Il profumo dei dolci che sale su.
Le luci dalle finestre un po’ alla volta si accendono.
Le auto che escono dal garage.
L’uscita dalla metro porta i ragazzi e le ragazze a scuola.
Dal mercato i rumori dei banchi.
Da una finestra, come tutte le mattine, puntuale alle 7:30 lei prega.
Tutte le mattine, puntuale.
Tutte le mattine davanti alla finestra, con le mani giunte.
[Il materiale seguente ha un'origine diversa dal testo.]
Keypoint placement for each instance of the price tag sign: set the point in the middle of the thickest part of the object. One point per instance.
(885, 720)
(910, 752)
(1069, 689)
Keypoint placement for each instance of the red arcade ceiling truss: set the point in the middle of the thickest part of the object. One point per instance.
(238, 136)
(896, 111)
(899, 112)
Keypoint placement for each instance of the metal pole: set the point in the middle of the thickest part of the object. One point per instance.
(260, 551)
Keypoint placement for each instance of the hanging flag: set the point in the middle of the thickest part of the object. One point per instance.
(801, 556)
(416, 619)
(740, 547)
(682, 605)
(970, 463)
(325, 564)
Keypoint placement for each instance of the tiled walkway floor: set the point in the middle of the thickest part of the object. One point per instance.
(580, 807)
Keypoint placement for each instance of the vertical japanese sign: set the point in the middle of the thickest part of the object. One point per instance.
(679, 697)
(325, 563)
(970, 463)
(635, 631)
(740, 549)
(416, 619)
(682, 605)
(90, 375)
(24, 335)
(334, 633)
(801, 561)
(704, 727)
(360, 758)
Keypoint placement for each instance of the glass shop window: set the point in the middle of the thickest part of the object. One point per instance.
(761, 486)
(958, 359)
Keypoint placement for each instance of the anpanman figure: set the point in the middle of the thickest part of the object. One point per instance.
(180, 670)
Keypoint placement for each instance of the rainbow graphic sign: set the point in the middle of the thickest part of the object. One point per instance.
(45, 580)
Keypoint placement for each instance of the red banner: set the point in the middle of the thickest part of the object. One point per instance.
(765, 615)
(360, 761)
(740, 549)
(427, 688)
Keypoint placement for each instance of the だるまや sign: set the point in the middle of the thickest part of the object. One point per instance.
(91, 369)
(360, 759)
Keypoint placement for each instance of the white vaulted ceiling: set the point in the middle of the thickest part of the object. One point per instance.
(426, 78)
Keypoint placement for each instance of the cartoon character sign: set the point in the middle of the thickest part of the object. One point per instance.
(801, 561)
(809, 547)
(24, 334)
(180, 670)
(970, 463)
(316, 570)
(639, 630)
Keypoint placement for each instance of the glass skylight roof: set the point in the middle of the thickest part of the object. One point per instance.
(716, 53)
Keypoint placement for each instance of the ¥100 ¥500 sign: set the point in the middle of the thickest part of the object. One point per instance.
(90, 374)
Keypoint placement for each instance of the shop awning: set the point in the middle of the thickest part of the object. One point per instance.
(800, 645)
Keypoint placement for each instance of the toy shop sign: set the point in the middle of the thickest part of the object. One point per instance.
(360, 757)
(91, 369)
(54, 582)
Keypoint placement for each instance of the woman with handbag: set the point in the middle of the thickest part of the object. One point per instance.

Come i bambini alla prima comunione.
La guardo pregare poi rivolgo lo sguardo altrove, per non disturbare.
Non so cosa e chi prega.
Dio?
Un santo?
La madonna?
Forse Buddha o Maometto?
Forse prega per se stessa, forse per qualcuno.
Da una finestra, come tutte le mattine, puntuale alle 7:30, lei prega.
Domani la rivedrò, solo un attimo, come un appuntamento che si ripete tutti i giorni.
Domani la rivedrò, solo un attimo, poi guarderò altrove per non disturbare.